By the time these fish reach adulthood they become migratory and when they reach our shores they are giants.These fish are kin to the storied Giant Trevalley of the Seychelles on the other side of the world, a target species that fly anglers spend large quantities of money and days of travel to access.The Jack Crevalle that visit the Hilton Head area have come to be known as the Lowcountry GT as they average in the 20lb class.

Sight Cast to large schools of Jacks called 'Wolfpacks' on the surface off the beach and nearshore sand bars - these fish yield aggressive hook ups and long battles!

Skill Level:  3


Early AM Summer Sessions

May - September

Getting out at first light can be the key to success in the summer months. The water is as cool as it will be all day, in most cases the least amount of breeze, minimal boat traffic and the potential for a a top water bite. Sometimes the first 2 hours of the day can offer up the most action. This can be the fly enthusiast's opportunity at undisturbed feeding fish in shallow water. Without question the early morning hours provide the most privacy before jet skis, parasail boats and the rest of the charter fleet come out of the wood work..

Skill Level:  2.7

Fall Fishing

Late August - December 

A few important things happen middle to the latter part of summer approaching the Fall season! Flood Tides become more abundant as the vicinity of the moon is closer to our location on the planet. By Mid August water temperatures have peaked and fish have acclimated to it. Bio mass and bait are maximized and jumbo sized shrimp are pushed into tidal creeks. The previously difficult summer redfish are beginning to group up and are more inclined to feed in the shallows throughout the day. In addition, local gamefish begin to put on the feed bag in preparation for Winter. Wolfpacks of Jack Crevalle are in abundance, Tarpon are in full force, and Bull Redfish frequent the region for the annual spawn. Aside from the typical afternoon thunderstorm we are greeted with fair conditions overall.
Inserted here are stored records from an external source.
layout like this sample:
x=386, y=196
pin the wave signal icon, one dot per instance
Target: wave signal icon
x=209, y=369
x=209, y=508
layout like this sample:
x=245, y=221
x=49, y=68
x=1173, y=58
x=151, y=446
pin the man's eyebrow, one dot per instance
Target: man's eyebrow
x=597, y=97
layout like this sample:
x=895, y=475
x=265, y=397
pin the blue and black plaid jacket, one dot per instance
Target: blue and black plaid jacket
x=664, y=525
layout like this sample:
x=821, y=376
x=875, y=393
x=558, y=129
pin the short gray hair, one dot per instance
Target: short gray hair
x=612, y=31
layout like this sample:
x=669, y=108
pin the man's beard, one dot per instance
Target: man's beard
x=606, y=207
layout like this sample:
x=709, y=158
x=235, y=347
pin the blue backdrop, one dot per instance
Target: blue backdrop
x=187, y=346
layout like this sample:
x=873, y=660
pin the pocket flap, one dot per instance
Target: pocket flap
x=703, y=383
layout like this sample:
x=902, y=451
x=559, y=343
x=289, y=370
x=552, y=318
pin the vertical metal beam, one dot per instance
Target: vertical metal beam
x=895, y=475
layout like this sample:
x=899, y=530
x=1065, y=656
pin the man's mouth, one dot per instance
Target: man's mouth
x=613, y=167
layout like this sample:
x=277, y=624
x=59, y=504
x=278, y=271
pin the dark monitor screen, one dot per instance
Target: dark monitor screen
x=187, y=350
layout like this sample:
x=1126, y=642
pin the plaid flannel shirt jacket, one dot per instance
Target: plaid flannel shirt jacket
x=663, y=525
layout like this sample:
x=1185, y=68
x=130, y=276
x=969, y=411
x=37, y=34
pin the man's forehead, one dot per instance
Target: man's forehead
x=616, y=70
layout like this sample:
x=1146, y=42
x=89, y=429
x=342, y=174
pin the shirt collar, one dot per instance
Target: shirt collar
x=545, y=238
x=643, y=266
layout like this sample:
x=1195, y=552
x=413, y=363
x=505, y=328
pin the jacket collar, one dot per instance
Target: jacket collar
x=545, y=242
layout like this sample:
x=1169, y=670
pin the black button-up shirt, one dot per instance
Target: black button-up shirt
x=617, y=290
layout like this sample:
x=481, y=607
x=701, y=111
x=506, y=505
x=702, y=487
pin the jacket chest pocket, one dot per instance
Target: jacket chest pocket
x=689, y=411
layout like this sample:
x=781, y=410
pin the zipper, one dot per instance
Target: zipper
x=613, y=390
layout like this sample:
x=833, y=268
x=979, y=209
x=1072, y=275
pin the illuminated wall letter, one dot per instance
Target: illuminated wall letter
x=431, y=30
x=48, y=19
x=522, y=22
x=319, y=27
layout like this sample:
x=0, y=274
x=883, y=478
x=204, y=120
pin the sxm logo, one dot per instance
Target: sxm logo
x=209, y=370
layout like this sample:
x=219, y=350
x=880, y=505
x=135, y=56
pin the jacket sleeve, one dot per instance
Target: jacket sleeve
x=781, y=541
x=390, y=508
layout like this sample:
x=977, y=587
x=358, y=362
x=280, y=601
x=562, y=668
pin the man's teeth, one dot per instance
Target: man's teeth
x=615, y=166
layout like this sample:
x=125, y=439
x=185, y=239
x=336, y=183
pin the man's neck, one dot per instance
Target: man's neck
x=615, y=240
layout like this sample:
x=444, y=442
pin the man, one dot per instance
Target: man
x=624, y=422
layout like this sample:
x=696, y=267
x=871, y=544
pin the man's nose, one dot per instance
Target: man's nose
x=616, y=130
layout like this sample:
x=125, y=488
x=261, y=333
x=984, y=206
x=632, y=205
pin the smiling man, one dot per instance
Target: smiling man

There is not a better time to visit the Lowcountry and to fish!

Skill Level:  1.7 - 3.5 


Winter Lows

November - March 

Winter in the Lowcountry is special! Large pods of redfish in ultra skinny, gin clear water. Sometimes these schools of fish number in the 50 - 100+ range. However, this is not shooting fish in a barrel and there is a noticeable difference between Early Winter and Later Winter. In the early stages, the fish are relatively easy to spot and can be as cooperative as redfish get. As the season progresses the fish slowly become spooky and selective. Longer casts and fly choice become critical until water temperatures begin to rise in the Spring.